Comme promis, voici des nouvelles plus précises de Books et du grand entretien accordé à Robert Darnton, historien du 18ème siècle français et directeur des bibliothèques de l’université de Harvard à propos de la numérisation des livres par Google. L’université d’Harvard fut l’une des premières, en 2004, à signer un accord avec le moteur de recherche pour numériser ses fonds.
Robert Darnton a donc un propos positif à l’égard d’Internet et de la numérisation des ouvrages. Selon lui, Internet bouscule le monde du livre et de la lecture sans toutefois annoncer l’apocalypse de la culture. Internet est un moyen pour accéder au savoir, rien de plus : les gens peuvent avoir recours à leur imprimante pour lire sur du papier les contenus. Finalement, Internet est une simple banque de données. Il est une manière de démocratiser le savoir puisque les chercheurs et les étudiants du monde entier peuvent accéder aux fonds de l’université, de Harvard par exemple, sans être obligés de se rendre aux Etats-Unis.
Toutefois, à ceux qui espèrent que tous les livres pourront être un jour numérisés, Robert Darnton répond que « ce n’est pas envisageable concrètement, en raison du nombre énorme de volumes qui sommeillent un peu partout. Ce n’est pas non plus envisageable juridiquement. La propriété littéraire, dont les règles sont certes parfois archaïques, est un obstacle majeur à une numérisation totale. Il y a donc des limites quantitatives. Et puis il y a aussi des limites qualitatives. Un ouvrage du 18ème siècle, par exemple, a typiquement connu de nombreuses éditions, dont certaines sont pirates. Chaque édition présente un intérêt particulier, pour diverses raisons. Lesquelles Google va-t-il privilégier ? A ma connaissance, l’entreprise n’emploie aucun bibliographe ». C’est bien dommage, car les étudiants qui auront envie de lire des ouvrages du 18ème siècle auront sans doute envie de savoir pourquoi untel a été modifié, pourquoi tel autre caviardé. Ce sont des aspects que l’on étudie lorsque l’on commence des recherches et que l’on découvre en lisant des préfaces ou des annexes. Mais si Google ne propose en effet que la numérisation de textes sans l’éclairage d’un bibliographe ou d’un érudit en la matière, l’Internaute est privé de l’histoire de l’ouvrage en question. C’est pourquoi, Robert Darnton propose d’introduire à l’université « un enseignement de l’usage critique d’Internet ». Il rappelle d'autre part que les livres ne sont pas non plus source d’exactitude. Il donne un exemple amusant : L’Encyclopédie de Diderot dans son édition la plus lue au 18ème siècle contenait de nombreuses pages qui n’existent pas dans l’édition originale mais qui ont été introduites par un curé qui voulait y mettre le sermon de son évêque !

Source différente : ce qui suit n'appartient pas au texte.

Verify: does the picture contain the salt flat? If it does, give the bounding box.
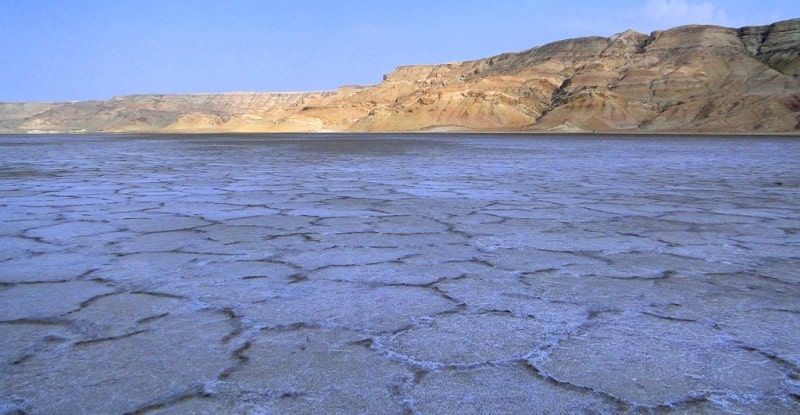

Le point de vue de ce chercheur en Histoire est très intéressant puisqu’il ne se veut ni angélique ni alarmiste. Il repose sur une analyse des pratiques de la lecture depuis l’invention de l’imprimerie. On retiendra ce point essentiel : Internet n’est qu’un outil pour accéder facilement au savoir. J’en ai fait moi-même l’expérience il y a quelques années quand j’étais en DEA, avec bonheur. Je passais une épreuve sur l’histoire du livre. L’objectif était d’analyser des manuscrits. L’un d’entre eux, hélas, n’était pas accessible à la BNF, seulement sur Gallica, le portail de la bibliothèque. C’est ainsi que j’ai pu faire ce devoir, de chez moi. Bien sûr, je n’ai pu toucher le papier, ni le sentir, mais j’ai eu accès au manuscrit, à ce qui faisait sa particularité. Certains, sceptiques, penseront que ce n’est qu’une approche virtuelle…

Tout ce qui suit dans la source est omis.